In the field of medical imaging, AI-assisted techniques such as object detection, segmentation, and classification are widely employed to alleviate the workload of physicians and doctors. However, single-task models are predominantly used, overlooking the shared information across tasks. This oversight leads to inefficiencies in real-life applications. In this work, we propose MTMed3D, a novel end-to-end Multi-task Transformer-based model to address the limitations of single-task models by jointly performing 3D detection, segmentation, and classification in medical imaging. Our model uses a Transformer as the shared encoder to generate multi-scale features, followed by CNN-based task-specific decoders. The proposed framework was evaluated on the BraTS 2018 and 2019 datasets, achieving promising results across all three tasks, especially in detection, where our method achieves better results than prior works. Additionally, we compare our multi-task model with equivalent single-task variants trained separately. Our multi-task model significantly reduces computational costs and achieves faster inference speed while maintaining comparable performance to the single-task models, highlighting its efficiency advantage. To the best of our knowledge, this is the first work to leverage Transformers for multi-task learning that simultaneously covers detection, segmentation, and classification tasks in 3D medical imaging, presenting its potential to enhance diagnostic processes.
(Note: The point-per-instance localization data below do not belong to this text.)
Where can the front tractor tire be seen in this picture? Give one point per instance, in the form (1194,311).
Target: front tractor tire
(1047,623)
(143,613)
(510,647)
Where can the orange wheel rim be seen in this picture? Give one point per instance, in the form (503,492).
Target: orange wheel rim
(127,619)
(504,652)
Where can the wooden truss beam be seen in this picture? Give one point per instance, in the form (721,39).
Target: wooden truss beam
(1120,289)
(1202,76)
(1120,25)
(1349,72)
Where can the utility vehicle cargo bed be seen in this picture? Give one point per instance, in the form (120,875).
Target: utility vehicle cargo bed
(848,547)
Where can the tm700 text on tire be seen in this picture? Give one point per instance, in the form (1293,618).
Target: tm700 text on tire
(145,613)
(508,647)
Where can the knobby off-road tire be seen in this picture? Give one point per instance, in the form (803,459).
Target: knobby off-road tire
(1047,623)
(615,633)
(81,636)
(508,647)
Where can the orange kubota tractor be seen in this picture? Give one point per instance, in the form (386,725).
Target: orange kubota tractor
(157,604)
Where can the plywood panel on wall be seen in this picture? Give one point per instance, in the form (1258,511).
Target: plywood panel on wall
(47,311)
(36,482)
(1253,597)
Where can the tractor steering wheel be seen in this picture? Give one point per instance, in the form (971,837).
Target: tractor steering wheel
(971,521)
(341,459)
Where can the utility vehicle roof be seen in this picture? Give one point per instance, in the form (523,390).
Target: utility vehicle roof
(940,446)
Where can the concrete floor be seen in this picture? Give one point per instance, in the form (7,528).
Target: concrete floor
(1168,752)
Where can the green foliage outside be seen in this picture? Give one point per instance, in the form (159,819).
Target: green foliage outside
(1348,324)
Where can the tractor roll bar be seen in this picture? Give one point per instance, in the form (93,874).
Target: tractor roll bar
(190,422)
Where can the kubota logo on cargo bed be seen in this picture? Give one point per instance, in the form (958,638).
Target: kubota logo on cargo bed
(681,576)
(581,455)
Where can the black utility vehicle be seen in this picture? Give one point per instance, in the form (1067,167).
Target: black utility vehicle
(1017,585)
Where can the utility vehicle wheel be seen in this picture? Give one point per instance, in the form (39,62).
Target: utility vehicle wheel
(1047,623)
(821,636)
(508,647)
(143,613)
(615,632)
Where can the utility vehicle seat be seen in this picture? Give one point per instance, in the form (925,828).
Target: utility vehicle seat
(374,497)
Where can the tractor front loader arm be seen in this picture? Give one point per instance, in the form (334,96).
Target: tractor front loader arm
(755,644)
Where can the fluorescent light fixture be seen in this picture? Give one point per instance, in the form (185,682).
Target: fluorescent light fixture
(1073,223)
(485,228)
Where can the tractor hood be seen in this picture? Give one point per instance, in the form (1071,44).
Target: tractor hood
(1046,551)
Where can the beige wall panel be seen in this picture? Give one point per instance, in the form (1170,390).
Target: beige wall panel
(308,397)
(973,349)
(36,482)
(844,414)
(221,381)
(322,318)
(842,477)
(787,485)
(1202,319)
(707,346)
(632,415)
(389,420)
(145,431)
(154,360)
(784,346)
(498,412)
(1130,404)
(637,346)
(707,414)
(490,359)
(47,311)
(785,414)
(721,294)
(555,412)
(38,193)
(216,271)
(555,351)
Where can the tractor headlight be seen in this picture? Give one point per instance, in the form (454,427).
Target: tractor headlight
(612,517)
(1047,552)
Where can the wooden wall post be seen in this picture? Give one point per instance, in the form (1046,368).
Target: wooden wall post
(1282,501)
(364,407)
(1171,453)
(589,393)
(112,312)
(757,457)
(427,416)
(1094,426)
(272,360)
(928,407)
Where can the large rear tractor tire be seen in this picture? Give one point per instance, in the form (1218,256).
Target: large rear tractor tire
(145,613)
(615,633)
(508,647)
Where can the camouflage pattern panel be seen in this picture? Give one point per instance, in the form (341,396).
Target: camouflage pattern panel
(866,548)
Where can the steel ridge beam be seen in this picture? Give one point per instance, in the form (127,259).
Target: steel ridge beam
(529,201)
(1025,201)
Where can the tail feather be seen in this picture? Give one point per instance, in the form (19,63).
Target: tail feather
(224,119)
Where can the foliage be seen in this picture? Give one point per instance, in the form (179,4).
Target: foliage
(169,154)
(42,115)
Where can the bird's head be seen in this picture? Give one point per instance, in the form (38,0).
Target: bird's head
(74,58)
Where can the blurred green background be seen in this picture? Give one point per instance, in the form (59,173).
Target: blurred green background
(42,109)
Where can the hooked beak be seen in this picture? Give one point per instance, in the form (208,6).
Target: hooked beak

The code is available at https://github.com/fanlimua/MTMed3D.git.

Paper Structure

This paper contains 27 sections, 9 equations, 4 figures, 6 tables.

Figures (4)

  • Figure 1: Overview of MTMed3D: (a) Swin Transformer-based encoder, (b) Segmentation Decoder, (c) Classification Decoder, (d) Detection Decoder. The input to our model is 3D multi-modal MRI images with 4 channels. The data first passes through a shared Swin Transformer-based encoder and then flows through three task decoders to generate results for all three tasks.
  • Figure 2: Detection Network: (a) Swin Transformer-based encoder, (b) FPN, (b) + (c) PANet, (d) Subnets for final box prediction are composed of Convs, GroupNorm, and ReLU.
  • Figure 3: Segmentation Network: The Swin Transformer-based encoder and CNN-based decoder form a U-shape segmentation network.
  • Figure 4: Qualitative results for MTMed3D: The top row represents the Ground Truth, while the bottom row shows the outputs of MTMed3D. The left three columns depict HGG samples, representing three brain directions, and the right three columns show LGG samples. Red indicates the Tumor Core, green represents the Whole Tumor, and blue denotes the Enhanced Tumor.